I can’t remember for sure, but he may have absconded with a
crash pad, and when we started looking for it realized it was down in the
rhododendron thicket with Dustin. So we went to investigate.
He’d found a king line. Everyone agreed, even Tony. The
downhill side of the boulder overhung a nice long bench which would yield even
more nice boulders after we explored around. But that day we dropped everything
under that prow and gawked.
As soon as the rest of us arrived, Dustin jumped on the rock
and showed us the moves he’d figured out. We started chucking shoes around like Mr.
Rogers and took turns trying it all-the-while Dustin kept reminding us he’d
found it, and it was his line. I believe the exact phrase he used was “Get off,
you homo, it’s mine!”
Everyone respected his find and he sent it. That day or the
next session I can’t remember, but he got after that thing with a vengeance.
For someone whose spirit animal is probably a sloth, that was a big deal.
As being relatively new to formal bouldering, we cajoled
Tony to give the problem a grade. It felt hard. We wanted to know how hard we’d
just bouldered. I mean, that thing has some moves on it would blow your mind
seventy feet up and a body length out from your last bolt.
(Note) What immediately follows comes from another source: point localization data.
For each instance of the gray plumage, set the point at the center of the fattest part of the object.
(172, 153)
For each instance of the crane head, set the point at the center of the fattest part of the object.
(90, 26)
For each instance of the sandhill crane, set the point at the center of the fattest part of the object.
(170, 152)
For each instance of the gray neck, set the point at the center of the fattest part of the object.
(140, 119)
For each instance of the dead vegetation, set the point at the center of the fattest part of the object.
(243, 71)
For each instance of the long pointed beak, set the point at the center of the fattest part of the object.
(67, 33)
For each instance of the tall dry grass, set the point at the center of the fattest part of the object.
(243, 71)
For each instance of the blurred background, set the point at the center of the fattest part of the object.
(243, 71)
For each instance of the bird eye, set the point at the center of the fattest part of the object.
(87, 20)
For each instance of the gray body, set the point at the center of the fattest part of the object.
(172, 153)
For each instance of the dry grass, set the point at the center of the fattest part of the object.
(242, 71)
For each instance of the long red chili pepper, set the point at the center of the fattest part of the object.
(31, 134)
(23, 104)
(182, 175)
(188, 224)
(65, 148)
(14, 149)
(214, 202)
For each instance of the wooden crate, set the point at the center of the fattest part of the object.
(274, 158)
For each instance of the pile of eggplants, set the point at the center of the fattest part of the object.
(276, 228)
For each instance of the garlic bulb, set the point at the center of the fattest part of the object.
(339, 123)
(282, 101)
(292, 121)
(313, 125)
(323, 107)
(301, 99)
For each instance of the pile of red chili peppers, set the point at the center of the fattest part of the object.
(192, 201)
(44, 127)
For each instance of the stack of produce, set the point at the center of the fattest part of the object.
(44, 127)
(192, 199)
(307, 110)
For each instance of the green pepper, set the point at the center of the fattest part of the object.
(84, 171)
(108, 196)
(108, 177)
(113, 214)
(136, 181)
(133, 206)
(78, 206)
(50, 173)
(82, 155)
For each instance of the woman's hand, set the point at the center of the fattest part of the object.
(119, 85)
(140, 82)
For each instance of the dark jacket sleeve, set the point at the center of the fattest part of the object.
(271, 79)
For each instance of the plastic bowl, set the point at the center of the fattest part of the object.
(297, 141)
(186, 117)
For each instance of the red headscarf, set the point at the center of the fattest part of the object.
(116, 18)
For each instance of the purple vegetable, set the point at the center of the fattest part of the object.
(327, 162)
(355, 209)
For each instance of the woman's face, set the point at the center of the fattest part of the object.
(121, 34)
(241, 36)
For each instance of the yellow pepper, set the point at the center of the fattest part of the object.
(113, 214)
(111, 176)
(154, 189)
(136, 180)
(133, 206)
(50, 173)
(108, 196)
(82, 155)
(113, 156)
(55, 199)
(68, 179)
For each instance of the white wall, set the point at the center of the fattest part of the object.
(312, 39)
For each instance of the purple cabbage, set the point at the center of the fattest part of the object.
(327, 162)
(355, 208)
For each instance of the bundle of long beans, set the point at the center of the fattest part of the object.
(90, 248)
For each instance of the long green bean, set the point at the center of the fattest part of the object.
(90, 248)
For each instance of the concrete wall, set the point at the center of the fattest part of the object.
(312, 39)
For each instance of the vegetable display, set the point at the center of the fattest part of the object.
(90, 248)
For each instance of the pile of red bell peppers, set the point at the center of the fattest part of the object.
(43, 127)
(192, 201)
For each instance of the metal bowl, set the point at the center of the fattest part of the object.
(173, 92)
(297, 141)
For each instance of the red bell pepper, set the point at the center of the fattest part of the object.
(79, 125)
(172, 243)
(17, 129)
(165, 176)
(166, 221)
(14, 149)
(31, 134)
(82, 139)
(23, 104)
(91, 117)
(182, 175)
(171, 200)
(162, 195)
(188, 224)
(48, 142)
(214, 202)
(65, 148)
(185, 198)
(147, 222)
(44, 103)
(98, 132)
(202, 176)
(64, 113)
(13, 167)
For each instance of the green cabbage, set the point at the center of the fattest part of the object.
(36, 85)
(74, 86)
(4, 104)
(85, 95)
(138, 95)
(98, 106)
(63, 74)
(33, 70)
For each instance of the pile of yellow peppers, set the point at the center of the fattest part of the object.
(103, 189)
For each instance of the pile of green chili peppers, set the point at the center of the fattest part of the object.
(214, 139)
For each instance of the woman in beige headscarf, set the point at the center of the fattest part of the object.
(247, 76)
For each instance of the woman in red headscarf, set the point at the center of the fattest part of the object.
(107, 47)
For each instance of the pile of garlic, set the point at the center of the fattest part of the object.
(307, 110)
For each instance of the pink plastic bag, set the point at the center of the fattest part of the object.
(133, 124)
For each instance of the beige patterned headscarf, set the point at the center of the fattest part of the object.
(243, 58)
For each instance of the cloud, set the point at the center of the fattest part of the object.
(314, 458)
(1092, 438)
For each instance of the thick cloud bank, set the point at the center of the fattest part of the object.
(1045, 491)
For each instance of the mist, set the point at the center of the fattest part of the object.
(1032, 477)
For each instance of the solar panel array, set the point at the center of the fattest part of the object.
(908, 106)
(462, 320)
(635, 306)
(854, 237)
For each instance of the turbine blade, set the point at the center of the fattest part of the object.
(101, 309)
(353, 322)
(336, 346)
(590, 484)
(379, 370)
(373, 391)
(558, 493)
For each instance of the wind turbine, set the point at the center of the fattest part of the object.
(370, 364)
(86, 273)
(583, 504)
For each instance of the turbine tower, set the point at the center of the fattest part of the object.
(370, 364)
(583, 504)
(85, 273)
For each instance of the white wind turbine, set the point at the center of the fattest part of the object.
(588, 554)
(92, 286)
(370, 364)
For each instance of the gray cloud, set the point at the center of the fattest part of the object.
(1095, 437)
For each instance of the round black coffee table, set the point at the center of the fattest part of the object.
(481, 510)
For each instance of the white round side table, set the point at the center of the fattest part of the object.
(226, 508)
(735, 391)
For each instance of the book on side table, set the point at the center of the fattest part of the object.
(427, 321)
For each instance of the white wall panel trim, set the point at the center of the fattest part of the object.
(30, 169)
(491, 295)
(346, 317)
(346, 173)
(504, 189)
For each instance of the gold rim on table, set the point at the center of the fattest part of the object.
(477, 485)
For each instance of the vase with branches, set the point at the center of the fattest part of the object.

You step up onto the slab with two small, but good
holds—left on the bottom of the prow and right on a good vertical incut—with
decent feet. Then you reach across with your right hand and palm the
underside of the offset prow and rock into that to lock yourself into the
space. Then it’s a high reach up to a severely small crimp with a thumb catch,
bump feet, and grab a small but positive hold higher up on the prow with your
right. Then it’s move feet again, another reach up to a nice handlebar with a
positive lip for the left hand, and then move feet again and get a nice hold
for the right and top out.
When pinned down (I had two inches and thirty pounds on him) Tony said it was V1.
Dustin and I hadn’t bouldered anywhere else beside the Gorge. We didn’t know
what bouldering grades meant. And in fact, we had only been climbing a
couple years when we shifted to a bouldering focus (much to the chagrin of
every other climber in the Red in the Nineties) so we couldn’t even really make
educated guesses about grades. Tony set the bar for us. After Wolverine we
at least had a reference for V1. That influenced every line we put up over the
next three years.
Why Wolverine? I can’t remember now. I wasn’t an
X-Men fan back then. Dustin named it—as was his right—and I’m sure it was
either commonly understood or maybe he explicitly stated it was named after the
X-Man. But after twenty seven years I’m not even sure of that anymore. The name
is distinctly singular, not plural, therefore I’m certain it wasn’t a Red Dawn
reference.
I missed the twenty seventh anniversary of the first ascent
by two days. Tonya (not Tony) and I went up last night. I wanted to get in a
few problems, but most stuff needs some cleaning. And I need some conditioning.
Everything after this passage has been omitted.